Multimodal Integrated Knowledge Transfer to Large Language Models through Preference Optimization with Biomedical Applications

Affiliations

Multimodal Integrated Knowledge Transfer to Large Language Models through Preference Optimization with Biomedical Applications

Da Wu et al. ArXiv. .

Abstract

The scarcity of high-quality multimodal biomedical data limits the ability to effectively fine-tune pretrained Large Language Models (LLMs) for specialized biomedical tasks.
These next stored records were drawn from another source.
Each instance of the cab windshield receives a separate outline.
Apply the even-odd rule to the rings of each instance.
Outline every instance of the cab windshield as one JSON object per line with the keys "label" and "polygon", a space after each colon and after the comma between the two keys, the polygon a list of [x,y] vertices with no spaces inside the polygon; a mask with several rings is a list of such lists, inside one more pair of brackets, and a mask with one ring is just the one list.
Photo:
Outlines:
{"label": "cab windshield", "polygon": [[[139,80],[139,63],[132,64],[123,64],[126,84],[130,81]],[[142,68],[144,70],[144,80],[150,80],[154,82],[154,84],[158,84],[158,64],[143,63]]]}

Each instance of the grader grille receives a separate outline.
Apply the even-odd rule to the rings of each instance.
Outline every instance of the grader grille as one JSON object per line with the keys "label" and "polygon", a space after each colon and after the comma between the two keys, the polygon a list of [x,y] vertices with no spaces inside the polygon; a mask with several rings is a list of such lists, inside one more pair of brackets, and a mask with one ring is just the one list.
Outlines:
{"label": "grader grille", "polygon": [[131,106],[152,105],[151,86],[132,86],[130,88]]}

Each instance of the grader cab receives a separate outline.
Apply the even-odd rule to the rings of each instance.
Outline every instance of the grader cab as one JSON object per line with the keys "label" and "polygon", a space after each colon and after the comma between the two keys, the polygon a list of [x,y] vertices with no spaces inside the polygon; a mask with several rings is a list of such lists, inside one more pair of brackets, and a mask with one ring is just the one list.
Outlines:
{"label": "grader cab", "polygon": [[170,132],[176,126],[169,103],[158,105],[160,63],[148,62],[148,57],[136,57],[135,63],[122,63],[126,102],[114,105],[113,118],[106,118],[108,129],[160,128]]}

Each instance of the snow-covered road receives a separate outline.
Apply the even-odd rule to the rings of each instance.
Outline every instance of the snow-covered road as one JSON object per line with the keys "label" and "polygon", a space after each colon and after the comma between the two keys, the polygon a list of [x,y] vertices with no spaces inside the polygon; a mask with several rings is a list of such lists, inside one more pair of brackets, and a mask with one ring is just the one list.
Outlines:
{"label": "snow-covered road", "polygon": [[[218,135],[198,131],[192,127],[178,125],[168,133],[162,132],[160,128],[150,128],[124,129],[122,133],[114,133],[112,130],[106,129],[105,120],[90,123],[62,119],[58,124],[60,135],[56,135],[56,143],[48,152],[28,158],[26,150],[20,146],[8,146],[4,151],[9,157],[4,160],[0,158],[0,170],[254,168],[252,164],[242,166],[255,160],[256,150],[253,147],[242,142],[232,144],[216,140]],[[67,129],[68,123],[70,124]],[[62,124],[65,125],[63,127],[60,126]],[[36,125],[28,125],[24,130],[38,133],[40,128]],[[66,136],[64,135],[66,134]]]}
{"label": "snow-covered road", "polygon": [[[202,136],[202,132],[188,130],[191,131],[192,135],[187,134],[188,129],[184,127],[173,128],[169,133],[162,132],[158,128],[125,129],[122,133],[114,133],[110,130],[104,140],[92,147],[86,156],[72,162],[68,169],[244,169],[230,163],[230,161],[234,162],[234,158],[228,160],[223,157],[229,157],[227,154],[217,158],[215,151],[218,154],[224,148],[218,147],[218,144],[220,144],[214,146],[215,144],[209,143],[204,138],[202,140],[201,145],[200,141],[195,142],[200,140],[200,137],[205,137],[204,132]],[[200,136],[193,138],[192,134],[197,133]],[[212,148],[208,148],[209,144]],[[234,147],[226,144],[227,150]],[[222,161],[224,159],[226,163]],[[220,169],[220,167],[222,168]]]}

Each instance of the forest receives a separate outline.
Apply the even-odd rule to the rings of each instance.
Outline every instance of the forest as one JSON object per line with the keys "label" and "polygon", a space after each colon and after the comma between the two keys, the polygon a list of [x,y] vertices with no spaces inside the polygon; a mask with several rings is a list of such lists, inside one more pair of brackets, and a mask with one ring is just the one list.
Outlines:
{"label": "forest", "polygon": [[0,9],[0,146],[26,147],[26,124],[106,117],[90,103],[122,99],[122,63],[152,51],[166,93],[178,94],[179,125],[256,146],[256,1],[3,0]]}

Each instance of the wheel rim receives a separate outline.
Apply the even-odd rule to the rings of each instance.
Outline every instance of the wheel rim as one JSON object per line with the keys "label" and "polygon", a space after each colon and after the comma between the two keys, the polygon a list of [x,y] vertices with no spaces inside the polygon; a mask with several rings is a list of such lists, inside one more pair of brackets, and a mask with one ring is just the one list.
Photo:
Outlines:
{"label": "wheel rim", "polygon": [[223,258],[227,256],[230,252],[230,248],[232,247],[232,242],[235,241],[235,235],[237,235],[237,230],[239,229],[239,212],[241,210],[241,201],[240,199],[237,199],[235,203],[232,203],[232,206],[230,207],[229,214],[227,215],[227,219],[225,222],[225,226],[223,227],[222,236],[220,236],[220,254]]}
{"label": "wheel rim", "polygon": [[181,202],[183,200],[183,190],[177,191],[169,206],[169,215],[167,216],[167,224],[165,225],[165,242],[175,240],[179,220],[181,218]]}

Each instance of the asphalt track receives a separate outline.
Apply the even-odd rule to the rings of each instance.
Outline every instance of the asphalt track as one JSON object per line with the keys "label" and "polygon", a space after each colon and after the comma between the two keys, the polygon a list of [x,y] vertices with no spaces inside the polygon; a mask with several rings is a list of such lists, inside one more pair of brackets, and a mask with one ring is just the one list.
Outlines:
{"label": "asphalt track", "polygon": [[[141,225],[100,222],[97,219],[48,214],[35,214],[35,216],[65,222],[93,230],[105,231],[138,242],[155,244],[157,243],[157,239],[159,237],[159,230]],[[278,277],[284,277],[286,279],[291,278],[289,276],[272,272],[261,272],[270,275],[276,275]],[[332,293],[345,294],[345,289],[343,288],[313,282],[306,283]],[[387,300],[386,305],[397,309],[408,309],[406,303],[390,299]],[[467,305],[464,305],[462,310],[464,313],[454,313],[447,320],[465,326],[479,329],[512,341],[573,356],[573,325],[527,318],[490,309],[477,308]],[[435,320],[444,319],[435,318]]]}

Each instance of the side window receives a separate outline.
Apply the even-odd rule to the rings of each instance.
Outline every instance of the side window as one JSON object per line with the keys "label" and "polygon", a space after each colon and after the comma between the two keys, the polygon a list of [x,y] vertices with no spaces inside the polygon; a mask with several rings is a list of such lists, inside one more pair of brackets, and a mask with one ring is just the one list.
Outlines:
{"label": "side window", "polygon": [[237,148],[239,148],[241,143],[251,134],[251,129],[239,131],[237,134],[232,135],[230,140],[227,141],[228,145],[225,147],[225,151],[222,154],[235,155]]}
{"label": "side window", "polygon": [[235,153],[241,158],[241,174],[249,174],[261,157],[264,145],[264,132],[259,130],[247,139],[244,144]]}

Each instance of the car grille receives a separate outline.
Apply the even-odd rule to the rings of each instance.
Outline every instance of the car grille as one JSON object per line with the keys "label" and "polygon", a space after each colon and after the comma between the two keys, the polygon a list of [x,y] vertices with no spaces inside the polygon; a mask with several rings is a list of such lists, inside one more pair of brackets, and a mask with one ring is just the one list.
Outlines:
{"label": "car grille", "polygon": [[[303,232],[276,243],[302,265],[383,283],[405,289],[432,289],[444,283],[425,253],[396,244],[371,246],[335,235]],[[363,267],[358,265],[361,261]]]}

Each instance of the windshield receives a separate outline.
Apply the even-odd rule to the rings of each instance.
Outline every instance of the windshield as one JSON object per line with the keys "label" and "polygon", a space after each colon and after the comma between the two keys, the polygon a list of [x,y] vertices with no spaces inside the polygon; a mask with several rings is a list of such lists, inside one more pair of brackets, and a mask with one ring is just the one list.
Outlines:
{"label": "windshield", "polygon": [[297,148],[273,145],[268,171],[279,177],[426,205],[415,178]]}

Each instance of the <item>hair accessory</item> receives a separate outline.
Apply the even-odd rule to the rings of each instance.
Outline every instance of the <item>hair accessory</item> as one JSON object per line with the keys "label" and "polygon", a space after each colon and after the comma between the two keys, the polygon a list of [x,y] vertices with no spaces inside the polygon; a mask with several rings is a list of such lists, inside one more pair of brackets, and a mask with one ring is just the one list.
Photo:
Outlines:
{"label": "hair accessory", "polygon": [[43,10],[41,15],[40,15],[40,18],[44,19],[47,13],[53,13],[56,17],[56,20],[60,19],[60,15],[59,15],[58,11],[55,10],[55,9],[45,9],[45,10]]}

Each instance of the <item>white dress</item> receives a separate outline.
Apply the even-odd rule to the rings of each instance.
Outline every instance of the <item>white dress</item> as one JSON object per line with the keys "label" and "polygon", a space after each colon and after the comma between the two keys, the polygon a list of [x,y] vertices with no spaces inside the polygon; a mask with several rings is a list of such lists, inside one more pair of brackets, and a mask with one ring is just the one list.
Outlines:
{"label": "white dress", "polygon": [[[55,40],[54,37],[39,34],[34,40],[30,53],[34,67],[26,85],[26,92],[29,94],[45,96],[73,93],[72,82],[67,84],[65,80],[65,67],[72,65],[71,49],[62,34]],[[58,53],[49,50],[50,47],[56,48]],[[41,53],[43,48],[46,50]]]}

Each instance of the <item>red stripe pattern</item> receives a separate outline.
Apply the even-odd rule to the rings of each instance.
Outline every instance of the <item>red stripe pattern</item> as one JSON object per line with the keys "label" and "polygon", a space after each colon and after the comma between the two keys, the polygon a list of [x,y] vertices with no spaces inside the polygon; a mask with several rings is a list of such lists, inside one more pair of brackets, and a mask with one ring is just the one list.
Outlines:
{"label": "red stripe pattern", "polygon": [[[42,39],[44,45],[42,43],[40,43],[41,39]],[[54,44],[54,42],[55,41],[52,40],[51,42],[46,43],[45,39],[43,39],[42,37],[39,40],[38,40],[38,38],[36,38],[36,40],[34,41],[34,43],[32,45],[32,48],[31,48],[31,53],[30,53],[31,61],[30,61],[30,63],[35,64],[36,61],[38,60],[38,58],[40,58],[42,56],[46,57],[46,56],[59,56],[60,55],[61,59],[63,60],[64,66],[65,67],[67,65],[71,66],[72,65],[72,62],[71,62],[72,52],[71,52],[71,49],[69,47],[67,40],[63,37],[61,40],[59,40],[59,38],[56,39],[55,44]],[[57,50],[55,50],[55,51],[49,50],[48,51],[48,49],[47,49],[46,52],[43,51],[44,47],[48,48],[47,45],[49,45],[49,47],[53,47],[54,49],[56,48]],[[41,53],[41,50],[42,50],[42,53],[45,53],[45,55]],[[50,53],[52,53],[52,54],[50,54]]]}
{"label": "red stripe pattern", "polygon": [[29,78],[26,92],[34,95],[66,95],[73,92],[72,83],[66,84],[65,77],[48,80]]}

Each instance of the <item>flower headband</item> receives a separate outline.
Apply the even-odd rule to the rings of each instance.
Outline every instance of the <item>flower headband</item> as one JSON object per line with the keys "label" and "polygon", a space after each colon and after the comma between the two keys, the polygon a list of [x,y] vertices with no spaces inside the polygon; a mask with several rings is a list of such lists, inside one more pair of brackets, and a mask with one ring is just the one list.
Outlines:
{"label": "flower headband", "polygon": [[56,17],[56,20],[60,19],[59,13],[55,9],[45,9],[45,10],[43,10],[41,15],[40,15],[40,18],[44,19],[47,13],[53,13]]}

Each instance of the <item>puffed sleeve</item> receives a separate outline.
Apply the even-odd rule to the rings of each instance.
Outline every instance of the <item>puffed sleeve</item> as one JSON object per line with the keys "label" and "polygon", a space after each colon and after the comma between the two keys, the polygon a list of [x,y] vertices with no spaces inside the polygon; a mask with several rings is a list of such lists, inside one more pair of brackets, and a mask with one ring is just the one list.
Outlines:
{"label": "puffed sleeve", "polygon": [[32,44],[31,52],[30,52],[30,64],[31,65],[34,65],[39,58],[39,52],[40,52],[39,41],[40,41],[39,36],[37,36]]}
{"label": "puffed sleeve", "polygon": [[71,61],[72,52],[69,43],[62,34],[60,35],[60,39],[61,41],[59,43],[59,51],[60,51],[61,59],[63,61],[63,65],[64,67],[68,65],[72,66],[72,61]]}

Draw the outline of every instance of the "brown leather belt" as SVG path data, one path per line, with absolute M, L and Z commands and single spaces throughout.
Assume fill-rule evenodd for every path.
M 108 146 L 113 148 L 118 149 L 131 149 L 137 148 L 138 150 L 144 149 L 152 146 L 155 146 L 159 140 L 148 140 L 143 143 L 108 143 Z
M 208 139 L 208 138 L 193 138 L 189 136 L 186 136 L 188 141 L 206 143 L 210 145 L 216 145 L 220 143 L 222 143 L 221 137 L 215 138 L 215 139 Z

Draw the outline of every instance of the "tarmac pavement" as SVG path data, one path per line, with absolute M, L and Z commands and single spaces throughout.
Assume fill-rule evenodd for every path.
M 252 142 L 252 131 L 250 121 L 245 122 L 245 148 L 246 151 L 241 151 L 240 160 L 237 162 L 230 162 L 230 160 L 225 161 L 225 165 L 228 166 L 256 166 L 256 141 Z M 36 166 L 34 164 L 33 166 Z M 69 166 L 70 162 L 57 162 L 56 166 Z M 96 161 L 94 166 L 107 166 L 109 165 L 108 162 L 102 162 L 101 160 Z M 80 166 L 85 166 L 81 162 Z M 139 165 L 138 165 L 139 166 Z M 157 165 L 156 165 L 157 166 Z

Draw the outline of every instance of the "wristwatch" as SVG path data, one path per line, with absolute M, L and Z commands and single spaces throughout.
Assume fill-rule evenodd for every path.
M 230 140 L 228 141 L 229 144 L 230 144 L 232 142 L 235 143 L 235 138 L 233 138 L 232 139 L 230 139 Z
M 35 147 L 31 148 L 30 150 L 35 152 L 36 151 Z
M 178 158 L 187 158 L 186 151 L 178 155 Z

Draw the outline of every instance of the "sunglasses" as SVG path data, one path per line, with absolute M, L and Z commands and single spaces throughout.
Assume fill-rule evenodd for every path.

To address this challenge, we introduce MINT (Multimodal Integrated kNowledge Transfer), a framework that aligns unimodal large decoder models with domain-specific decision patterns from high-quality multimodal biomedical data through preference optimization. While MINT supports different optimization techniques, we primarily implement it with the Odds Ratio Preference Optimization (ORPO) framework as its backbone. This strategy enables the aligned LLMs to perform predictive tasks using text-only or image-only inputs while retaining knowledge learnt from multimodal data. MINT leverages an upstream multimodal machine learning (MML) model trained on high-quality multimodal data to transfer domain-specific insights to downstream text-only or image-only LLMs. We demonstrate MINT's effectiveness through two key applications: (1) Rare genetic disease prediction from texts, where MINT uses a multimodal encoder model, trained on facial photos and clinical notes, to generate a preference dataset for aligning a lightweight decoder-based text-only LLM (Llama 3.2-3B-Instruct). Despite relying on text input only, the MINT-derived model outperforms models trained with Supervised Fine-Tuning (SFT), Retrieval-Augmented Generation (RAG), or direct preference optimization (DPO), and even outperforms much larger foundation model (Llama 3.1-405B-Instruct). (2) Tissue type classification using cell nucleus images, where MINT uses a vision-language foundation model as the preference generator, containing knowledge learnt from both text and histopathological images to align downstream image-only models. The resulting MINT-derived model significantly improves the performance of Llama 3.2-Vision-11B-Instruct on tissue type classification. In summary, MINT provides an effective strategy to align unimodal LLMs with high-quality multimodal expertise through preference optimization. Our study also highlights a hybrid strategy that grafts the strength of encoder models in classification tasks into large decoder models to enhance reasoning, improve predictive tasks and reduce hallucination in biomedical applications.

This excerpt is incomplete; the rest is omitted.